Sculptor Joan Livingstone to present illustrated talk
November 2, 2007
Sculptor Joan Livingstone to present illustrated talk
Sharon McConnell, director of the Fosdick-Nelson Gallery at the School of Art and Design, Alfred University, calls Livingstone?s work salient and compelling, physically arresting and quietly evocative. The artist?s materials, through which she conveys the idiosyncrasies of our corporeal nature, range from stitched felt to translucent resin. Livingstone is a professor of art at the School of the Art Institute of Chicago. She lives and works in Chicago.
Livingstone was born in Portland, Oregon, and studied art at Portland State University, where she earned a B.A. degree in 1972, and Cranbrook Academy of Art, where she obtained an M.F.A. degree in 1974. Her work has been exhibited in museums and galleries in the United States and Asia.

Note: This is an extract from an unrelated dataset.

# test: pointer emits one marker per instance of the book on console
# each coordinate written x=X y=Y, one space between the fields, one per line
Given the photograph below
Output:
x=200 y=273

Selected recent solo exhibitions include Membranes, Margins, Disruptions, Fosdick-Nelson Gallery, Alfred University (NY, 2006); Dorothy Uber Bryan Gallery, Bowling Green State University (Bowling Green, OH, 2006); Jack Olson Gallery, Northern Illinois University (DeKalb, Ill., 2006); Re/Locations, mn gallery (Chicago, 2005); the Laura Russo Gallery (Portland, Ore., 1995, 2001, 2004); Roy Boyd Gallery (Chicago, 1992, 1995, 1997, 2001, 2005); variable quantities, Sybaris Gallery (Royal Oaks, Mich., 2000); and Limits of Capacity, Dennos Museum Center (Traverse City, Mich., 1998).
Recent group exhibitions include Takeover, Hyde Park Art Center (Chicago, 2006); The Body and Fiber, Tarble Arts Center, Eastern Illinois University (Charleston, Ill., 2006); Art Works Chicago, Tree Studios (Chicago, 2006); Material Inquiry, Macalester College Art Gallery (St. Paul, Minn., 2005); Abstract Vocabulary, Rockford College (Illinois, 2005); Voices of Site: Tokyo-Chicago-New York, Tokyo Gei Dai National University of Fine Arts and Music Museum (Japan, 2004); and Daegu Textile Art Documenta: The Garden of Hybridization (Korea, 2004).
Livingstone has received fellowships from the Illinois Arts Council, Virginia A. Groot Foundation, National Endowment for the Arts, George A. and Eliza Gardner Howard Foundation, and the Louis Comfort Tiffany Foundation.
Her work belongs to numerous collections, including the Contemporary Museum, Honolulu; Cranbrook Academy of Art Museum, Bloomfield Hills, Mich.; Detroit Institute of Arts Museum; Metropolitan Museum of Art, New York City; Museum of Contemporary Art, Chicago; Racine Art Museum, Racine, Wisc.; and the Portland Art Museum, Portland, Ore.